Drug repurposing in the future?
example?

A

Drug repurposing is using drugs already approved for treatment of one condition to treat another disease.
Example: Metformin (diabetic drug) lowers the risk of developing colorectal cancer.
You can then Couple repurposing of drugs with tumour genetic signatures.
This involves personalising therapies by sequencing genome of individual and the tumour so we can see what drugs people are best likely to respond to
Best example: cetuximab
Cetuximab is an inhibitor for EGF R receptor.

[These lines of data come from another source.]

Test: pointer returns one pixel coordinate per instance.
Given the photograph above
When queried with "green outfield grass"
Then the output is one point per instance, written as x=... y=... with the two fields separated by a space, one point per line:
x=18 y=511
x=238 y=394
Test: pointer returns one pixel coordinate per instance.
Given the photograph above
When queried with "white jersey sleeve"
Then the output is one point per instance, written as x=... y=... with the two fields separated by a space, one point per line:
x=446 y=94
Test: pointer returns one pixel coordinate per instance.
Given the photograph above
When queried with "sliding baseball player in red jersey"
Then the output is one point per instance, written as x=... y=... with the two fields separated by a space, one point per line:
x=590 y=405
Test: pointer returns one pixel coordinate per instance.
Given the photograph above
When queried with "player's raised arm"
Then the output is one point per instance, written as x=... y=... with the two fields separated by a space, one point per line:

What normally happens is EGF binds to receptor and induce intracellular signalling cascade which involves Ras, Raf and MEK.
This then drives tumour cell proliferation.
If you use cetuximab it can stop binding of EGF and then stops intracellular signalling.
In patients with colorectal cancers however you see mutations in RAS (activating mutations) which means RAS remains constitutively active irrespective of EGF so giving cetuximab will have little relevance.